Тисом был мой Сашка. Александр «Кос» из школы Кали-нэ. Случайно полученный в дар и ставший мне самым близким из соратников. Младший! Ему и слов-то не требовалось — чуял, словно видел насквозь мои мысли! Так больно стало от нахлынувшей памяти, так остро она вонзилась в грудь, что не стал сдерживаться — потянулся к рюкзаку и рванул молнию клапана. Там, уложенная в окровавленную тряпицу, лежала пряжка ремня. От Сашкиного пояса. Большая, почти в ладонь, искусно сплетённая кузнецом из двух металлических жил так, что в центре читался рисунок головы волка, воющего на полную луну. Я стиснул пряжку и прижал к себе. Так, как не получилось обнять тело Сашки, прощаясь и прощая. Когда я смог вернуться домой, мою жену и дочь уже похоронили, согласно их вере. А тело ведомого сожгли. Мне вынесли пряжку да окровавленную рубашку с десятком рваных отверстий, обжигающих уже присохшей Сашкиной кровью. Вот и всё, что осталось.

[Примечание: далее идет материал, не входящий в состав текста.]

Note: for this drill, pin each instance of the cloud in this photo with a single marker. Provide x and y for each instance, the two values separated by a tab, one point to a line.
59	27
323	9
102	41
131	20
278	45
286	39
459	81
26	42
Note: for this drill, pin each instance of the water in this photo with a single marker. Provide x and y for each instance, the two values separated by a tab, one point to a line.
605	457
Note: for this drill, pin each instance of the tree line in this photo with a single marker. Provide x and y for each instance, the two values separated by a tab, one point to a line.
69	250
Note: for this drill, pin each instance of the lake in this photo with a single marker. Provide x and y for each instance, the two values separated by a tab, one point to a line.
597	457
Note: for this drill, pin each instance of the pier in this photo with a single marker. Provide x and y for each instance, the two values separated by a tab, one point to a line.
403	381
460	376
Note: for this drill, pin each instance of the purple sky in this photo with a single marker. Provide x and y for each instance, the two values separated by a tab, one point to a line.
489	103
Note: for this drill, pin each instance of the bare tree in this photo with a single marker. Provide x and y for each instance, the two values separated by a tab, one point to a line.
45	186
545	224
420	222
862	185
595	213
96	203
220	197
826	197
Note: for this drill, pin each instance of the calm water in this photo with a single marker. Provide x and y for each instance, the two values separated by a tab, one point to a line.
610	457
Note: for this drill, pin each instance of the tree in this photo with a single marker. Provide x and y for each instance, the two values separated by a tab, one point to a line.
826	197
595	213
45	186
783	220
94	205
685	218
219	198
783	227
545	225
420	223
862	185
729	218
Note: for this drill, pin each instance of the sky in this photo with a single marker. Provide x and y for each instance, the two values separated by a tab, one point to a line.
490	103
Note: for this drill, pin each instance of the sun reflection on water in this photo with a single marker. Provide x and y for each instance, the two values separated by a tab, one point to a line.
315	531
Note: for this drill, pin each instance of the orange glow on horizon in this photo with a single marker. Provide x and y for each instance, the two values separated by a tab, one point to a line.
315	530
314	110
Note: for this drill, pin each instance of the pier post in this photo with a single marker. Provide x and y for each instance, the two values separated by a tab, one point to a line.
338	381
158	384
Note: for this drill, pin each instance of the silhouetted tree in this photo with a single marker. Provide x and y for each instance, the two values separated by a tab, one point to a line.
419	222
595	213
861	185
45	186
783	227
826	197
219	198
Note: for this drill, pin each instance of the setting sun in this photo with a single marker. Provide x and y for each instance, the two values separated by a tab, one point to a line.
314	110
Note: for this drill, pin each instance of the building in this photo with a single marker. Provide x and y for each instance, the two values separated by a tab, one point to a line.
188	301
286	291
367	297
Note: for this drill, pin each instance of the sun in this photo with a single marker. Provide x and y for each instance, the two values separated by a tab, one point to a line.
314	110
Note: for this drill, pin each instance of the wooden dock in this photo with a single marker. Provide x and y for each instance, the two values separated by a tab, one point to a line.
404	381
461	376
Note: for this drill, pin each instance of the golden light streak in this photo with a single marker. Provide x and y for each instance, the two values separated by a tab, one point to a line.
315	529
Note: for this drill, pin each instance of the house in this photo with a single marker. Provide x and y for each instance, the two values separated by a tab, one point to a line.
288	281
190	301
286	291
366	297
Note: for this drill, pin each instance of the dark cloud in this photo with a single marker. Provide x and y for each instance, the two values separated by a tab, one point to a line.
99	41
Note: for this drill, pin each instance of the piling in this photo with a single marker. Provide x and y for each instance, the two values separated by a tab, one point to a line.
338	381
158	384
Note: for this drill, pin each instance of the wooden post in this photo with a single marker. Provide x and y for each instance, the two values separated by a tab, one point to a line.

Пристроил спальник на узком старом топчане и, свернув куртку в конвертик подушки, лёг. Положил пряжку на грудь. Откинулся на спину, завёл руки за голову, и уставился в пыльный потолок, затянутый паутиной сотен старательных паучков. Спать совершенно не хотелось. Хотя день и прошёл насыщенно, но ещё дрожала внутри ось от несгоревших эмоций, не давая сознанию тихо уйти в покой. Да и тревожным звоночком, навязчиво мешающим расслабиться, оставалась мысль о Женьке. Кто он — мой нечаянный соратник? Тарх или тис? И что скрывает за своим странным, порой доходящим до вызывающего, поведением? Страх или ярость? Неумелую любовь к мальцу или желание прославиться, будучи первым для будущего великого веда? Одно я знаю точно: он — страж маленького Чуды. И, если судьба не покуражилась надо мной, а действительно предоставила золотой шанс побыть ещё нужным на этой Земле, поучаствовать в жизни и становлении мелкого волшебника Юрки, то мне придётся сживаться с его первым стражем.